When Ariadne sat down to write, no story would come. They were right there, there was one fully finished sentence, an almost complete dream, an incident too good to be true. But when she sat down to write, they just weren’t there anymore.
Her mother said if she didn’t pour water over the vessels after she ate, her heart would dry out. Would her memory dry out too? She routinely left the vessels at the edge of the sink. Somehow the turning on and off of the tap was too much of a chore.
In the nights when everyone slept she crept back downstairs to search for a snack. Her mother always said that if you ate at midnight, the banshees would get into you. That was when they ate, you were not allowed to interrupt that. Those were the times she always believed she could write, in the dead quiet of the night. The snack was to fill gaps between empty sentences. Had the banshees crawled into her? Because the sentences never came. It was one gaping gap.
Ariadne was a Greek name. I’m not sure why that was the first name that popped into my head for a character. Why Greek? Ever since I began writing stories, I have always been reluctant to write characters with Hindu names. They just didn’t sound right in books. Indian names appeared in books that sounded weird in English. The names had to be English too. But Greek came out of nowhere. There is something about beginning with Greek that sounds like I might also descend into Genesis.
Two times two was always four. I had a problem with that. Ariadne could also have a problem with that. Sometimes i feel limited in writing my characters out. They can have no interest in Math or Science as I don’t understand them myself. They can have no understanding of Indian languages, poetry, literature, even to a large extent popular culture because I grew up with images of blackened chimney tops and Oliver Twist picking pockets.
How does one understand when one is writing anyway?

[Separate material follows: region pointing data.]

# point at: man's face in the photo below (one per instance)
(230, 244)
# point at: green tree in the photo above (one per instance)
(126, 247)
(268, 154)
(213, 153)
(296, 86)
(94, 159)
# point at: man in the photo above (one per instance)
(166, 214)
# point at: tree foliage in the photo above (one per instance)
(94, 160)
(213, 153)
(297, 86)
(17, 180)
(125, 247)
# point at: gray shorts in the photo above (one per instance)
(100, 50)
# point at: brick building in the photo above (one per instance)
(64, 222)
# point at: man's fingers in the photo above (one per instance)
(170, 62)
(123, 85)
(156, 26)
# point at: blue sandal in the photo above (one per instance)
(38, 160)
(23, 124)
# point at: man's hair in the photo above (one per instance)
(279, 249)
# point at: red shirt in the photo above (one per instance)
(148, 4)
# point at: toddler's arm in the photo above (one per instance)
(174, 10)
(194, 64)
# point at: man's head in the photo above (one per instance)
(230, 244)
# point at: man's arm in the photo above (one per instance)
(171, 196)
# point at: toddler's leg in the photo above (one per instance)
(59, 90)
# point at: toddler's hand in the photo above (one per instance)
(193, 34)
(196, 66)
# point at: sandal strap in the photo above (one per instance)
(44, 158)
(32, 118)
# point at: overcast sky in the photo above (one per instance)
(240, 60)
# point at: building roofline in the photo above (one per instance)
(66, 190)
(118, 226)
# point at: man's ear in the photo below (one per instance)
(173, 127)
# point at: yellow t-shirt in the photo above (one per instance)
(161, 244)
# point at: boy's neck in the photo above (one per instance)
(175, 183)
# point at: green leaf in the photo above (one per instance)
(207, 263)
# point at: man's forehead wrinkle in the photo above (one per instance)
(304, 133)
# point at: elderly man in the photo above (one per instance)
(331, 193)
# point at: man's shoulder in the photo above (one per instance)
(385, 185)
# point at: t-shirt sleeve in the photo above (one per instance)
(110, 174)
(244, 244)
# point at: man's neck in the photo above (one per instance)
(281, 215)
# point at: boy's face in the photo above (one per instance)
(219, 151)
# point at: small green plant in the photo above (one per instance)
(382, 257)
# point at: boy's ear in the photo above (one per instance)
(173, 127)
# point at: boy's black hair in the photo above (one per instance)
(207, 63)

Is there a hint to be found somewhere that the story one is writing is not utterly dumb?
Who would believe what my mum said? I don’t and I routinely scoff at her. Yet, in my dreams all my vessels have dried out. As if vessels could dry out. But somewhere in my mind it means that I will dry out, die of a slow, lonely dryness. Like a withered plant that has nevertheless stayed in its assigned plot at the corner of a window that never received any sun because it didn’t face the east or the west.

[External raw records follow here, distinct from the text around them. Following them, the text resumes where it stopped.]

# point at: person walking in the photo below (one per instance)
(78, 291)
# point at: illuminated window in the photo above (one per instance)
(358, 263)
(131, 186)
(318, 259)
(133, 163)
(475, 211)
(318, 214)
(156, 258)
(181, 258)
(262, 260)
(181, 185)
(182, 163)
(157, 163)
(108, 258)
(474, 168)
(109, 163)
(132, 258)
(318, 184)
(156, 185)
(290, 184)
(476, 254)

If Ariadne were a woman, would she have long hair like I do? I could make it curly at the end and leave it to the knees to stop them in their track.
My mum says if I leave my hair lying loose and strewn over my back, banshees would swoop in and live there. I imagine swinging women moving fluidly like Tarzan from strand to strand or twisted bodies stuck in a braided twist. Couldn’t I wring them out or drown them in the shower or lather them in a soapy massage? Death by shampoo. I’m sure mine are toxic. When I see hair fallen and strewn on the white tiled floor I imagine I have wrecked homes like demolitions of illegal buildings in Bombay. Illegal buildings, illegitimate owners.

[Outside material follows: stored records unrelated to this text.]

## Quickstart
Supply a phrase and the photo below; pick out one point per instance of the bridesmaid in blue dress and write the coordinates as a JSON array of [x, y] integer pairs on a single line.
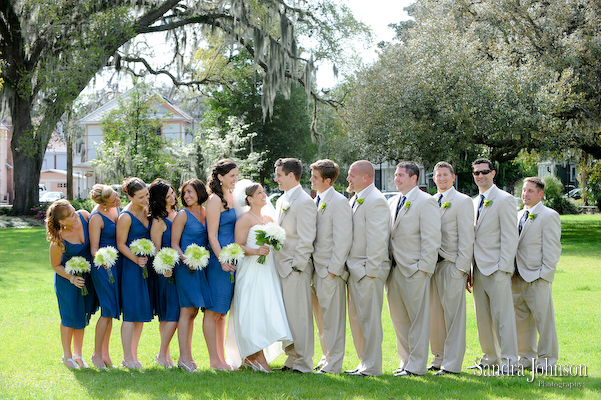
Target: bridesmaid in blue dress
[[103, 232], [133, 223], [67, 232], [163, 211], [221, 220], [192, 286]]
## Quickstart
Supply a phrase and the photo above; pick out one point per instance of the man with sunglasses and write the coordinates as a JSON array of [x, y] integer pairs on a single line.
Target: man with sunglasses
[[495, 247]]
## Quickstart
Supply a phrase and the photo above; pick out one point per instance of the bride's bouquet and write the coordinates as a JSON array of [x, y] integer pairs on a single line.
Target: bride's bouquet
[[78, 266], [271, 234], [232, 254], [165, 260], [143, 248], [197, 257], [106, 256]]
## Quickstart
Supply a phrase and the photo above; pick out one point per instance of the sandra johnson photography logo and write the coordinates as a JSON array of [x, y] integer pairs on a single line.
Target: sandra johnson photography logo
[[540, 371]]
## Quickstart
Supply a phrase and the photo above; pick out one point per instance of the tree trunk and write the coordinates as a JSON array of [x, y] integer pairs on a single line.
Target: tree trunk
[[27, 158]]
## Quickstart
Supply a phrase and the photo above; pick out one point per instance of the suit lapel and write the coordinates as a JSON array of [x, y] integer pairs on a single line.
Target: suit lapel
[[448, 199], [403, 209], [293, 197], [491, 197]]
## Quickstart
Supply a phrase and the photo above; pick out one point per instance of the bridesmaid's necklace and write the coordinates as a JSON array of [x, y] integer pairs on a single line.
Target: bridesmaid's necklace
[[261, 221]]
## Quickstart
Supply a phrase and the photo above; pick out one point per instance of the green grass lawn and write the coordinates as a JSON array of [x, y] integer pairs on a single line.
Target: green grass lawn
[[30, 350]]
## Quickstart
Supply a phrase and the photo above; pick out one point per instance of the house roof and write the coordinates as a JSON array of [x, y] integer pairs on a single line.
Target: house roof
[[177, 113]]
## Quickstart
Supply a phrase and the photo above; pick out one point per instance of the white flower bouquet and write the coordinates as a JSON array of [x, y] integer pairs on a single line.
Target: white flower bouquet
[[143, 248], [197, 257], [232, 254], [78, 266], [165, 260], [106, 256], [273, 235]]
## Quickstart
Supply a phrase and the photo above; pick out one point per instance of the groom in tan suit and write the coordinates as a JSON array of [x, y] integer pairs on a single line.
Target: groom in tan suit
[[495, 246], [296, 213], [414, 244], [447, 293], [368, 265], [331, 248], [539, 248]]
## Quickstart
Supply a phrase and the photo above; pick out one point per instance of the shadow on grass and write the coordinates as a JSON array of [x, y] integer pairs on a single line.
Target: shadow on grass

Perhaps I could write a thought piece on superstitious old women in modern India- double shifts and twisted minds of the working class woman. These stories come out only in hushed whispers, when you sit down to write you cannot divulge such secrets.
Ariadne could be a modern Scheherazade or an Indian Eva Luna – since i borrowed the term modern scheherazade from her in the first place. A magic realism novel, postmodern, postcolonial piece de resistance.